From time to time someone asks my opinion on which of the  commonly abused substances is 1) most addictive, and 2) most harmful. I usually go with the humble cigarette. Tobacco can be ingested in multiple ways, and harm can result from any of them. But the cigarette is truly a marvel of drug delivery– it’s been called a “crack pipe for nicotine.”

There is some new evidence in support of that.

When you talk to adolescents about why they first picked up any drug, it’s in the firm belief that “just one time” can’t possibly hurt. The study seems to contradict that. If 7 in 10 go on to some level of daily smoking, that helps explain the extraordinary health consequences that plague us as a society.

There’s really nothing to compare. CDC gives cigarettes credit for more than 480,000 deaths a year, in the US alone. That’s equivalent to the population of Kansas City, Missouri. At 1,300 deaths a day, it’s one-fifth of the national total. Smokers die on average 10 years earlier than nonsmokers.

There’s a big part of our health costs right there.

Much of this is attributed to the advent of the commercially manufactured cigarette. It was the engine behind the lung cancer epidemic. Prior to its introduction, doctors rarely saw a lung cancer case.

As the popularity of smoking grew, the marketplace was flooded with cheap products in lurid packaging.  By the 1930’s, many ads touted cigarettes as an aid to good health and sports performance. Golfers like Ben Hogan, baseball players such as Babe Ruth and Stan Musial, and footballers like Frank Gifford all served as cigarette pitchmen. Ultimately, though, it was doctors themselves who showed up to make claims on behalf of the coffin nails. It makes for an interesting read.

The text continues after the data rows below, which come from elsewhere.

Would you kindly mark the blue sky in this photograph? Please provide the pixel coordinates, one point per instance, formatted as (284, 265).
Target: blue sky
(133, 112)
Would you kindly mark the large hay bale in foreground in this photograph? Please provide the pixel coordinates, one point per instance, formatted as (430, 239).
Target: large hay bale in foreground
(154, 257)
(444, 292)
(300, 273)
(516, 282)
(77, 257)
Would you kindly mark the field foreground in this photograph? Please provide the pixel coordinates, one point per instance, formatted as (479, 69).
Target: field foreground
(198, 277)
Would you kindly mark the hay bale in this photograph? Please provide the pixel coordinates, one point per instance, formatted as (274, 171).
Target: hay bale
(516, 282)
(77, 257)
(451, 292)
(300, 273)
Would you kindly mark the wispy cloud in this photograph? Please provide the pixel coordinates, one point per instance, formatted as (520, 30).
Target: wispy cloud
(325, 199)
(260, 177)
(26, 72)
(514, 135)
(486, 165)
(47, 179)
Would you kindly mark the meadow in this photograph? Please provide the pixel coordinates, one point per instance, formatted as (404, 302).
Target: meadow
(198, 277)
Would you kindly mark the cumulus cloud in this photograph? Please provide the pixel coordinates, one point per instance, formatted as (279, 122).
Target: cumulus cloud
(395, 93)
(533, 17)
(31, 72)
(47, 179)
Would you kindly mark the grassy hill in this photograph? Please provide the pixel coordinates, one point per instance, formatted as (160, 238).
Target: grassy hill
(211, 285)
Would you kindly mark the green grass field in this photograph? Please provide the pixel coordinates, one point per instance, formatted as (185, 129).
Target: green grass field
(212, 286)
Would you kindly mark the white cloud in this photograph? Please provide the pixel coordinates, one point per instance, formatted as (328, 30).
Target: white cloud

And of course, now we’re seeing equally exaggerated claims on behalf of e-cigarettes.

In the end, this is just raw capitalism at work. The more successful a product, the more competition it draws, and the greater the temptation for the seller to boost sales with unsubstantiated or even purely imaginary claims of health benefits. That forces real experts to devote valuable time and money to refuting them.

It’s ironic that the two drugs (alcohol and tobacco) that produce the most severe health consequences are the ones our society makes legal, and therefore widely available to the public. No, that doesn’t make a lot of sense. Still, it appears as if opioids, particularly in the form of fentanyl et al, are racing hard to catch up.